Major indexes inched down, but the moves were so small indexes were mostly unchanged. The Dow Jones Industrial Average ticked down 0.03%, while both the S&P 500 and the Nasdaq Composite lost around 0.1%.
Trading volume was subdued as well. The SPDR S&P 500 traded 70.1 million shares, below its 30-day average of 80.1 million. Likewise, the Invesco QQQ (which tracks the Nasdaq 100 index) traded around 4 million shares below its average.
Why the muted activity Thursday? Investors are bracing for the storm that is the September jobs report. Jobs data released this week have so far given a mixed picture of the U.S. labor market. The JOLTS report suggested a still-tight jobs market, the ADP payrolls report put that worry to rest slightly, while the jobless claims report was equivocal, showing a tick upward in unemployment claims — but just the smallest increase.
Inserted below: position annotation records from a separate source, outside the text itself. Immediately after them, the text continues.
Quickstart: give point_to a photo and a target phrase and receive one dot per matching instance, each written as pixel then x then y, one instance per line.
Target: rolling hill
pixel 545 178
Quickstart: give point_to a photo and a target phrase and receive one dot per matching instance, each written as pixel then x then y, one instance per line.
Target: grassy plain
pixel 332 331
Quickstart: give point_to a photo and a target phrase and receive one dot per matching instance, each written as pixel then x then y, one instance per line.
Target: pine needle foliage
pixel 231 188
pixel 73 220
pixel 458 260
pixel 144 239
With such contrary signals, the Labor Department’s jobs report will be the key factor in determining whether markets remain stormy. Economists surveyed by Dow Jones expect 170,000 new jobs for September. But some banks are expecting the number to be higher. Goldman Sachs‘ forecasting jobs growth of 200,000, while Citigroup thinks it’ll be 240,000.
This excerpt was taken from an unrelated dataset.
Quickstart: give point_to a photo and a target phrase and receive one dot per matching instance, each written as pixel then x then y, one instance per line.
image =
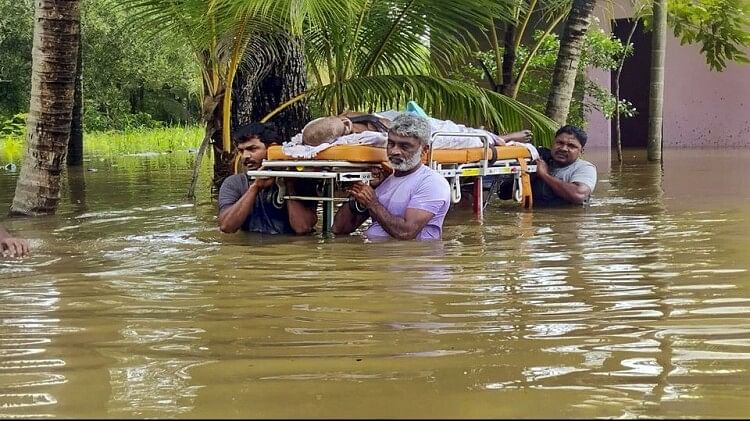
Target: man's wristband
pixel 355 207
If the jobs report skews toward the hotter side — as those banks expect — “you can very easily put a November rate hike back on the table,” UBS chief economist Jonathan Pingle said Thursday on CNBC.
That, in turn, would push Treasury yields up even more and potentially trigger another sell-off in stocks. Then something else might break, said Bob Michele, global head of fixed income for JPMorgan Chase’s asset management division, increasing chances of a recession.
It’s a long line of conjecture, admittedly. But that’s just to show, given the volatility of markets now, how much hinges on the September jobs report.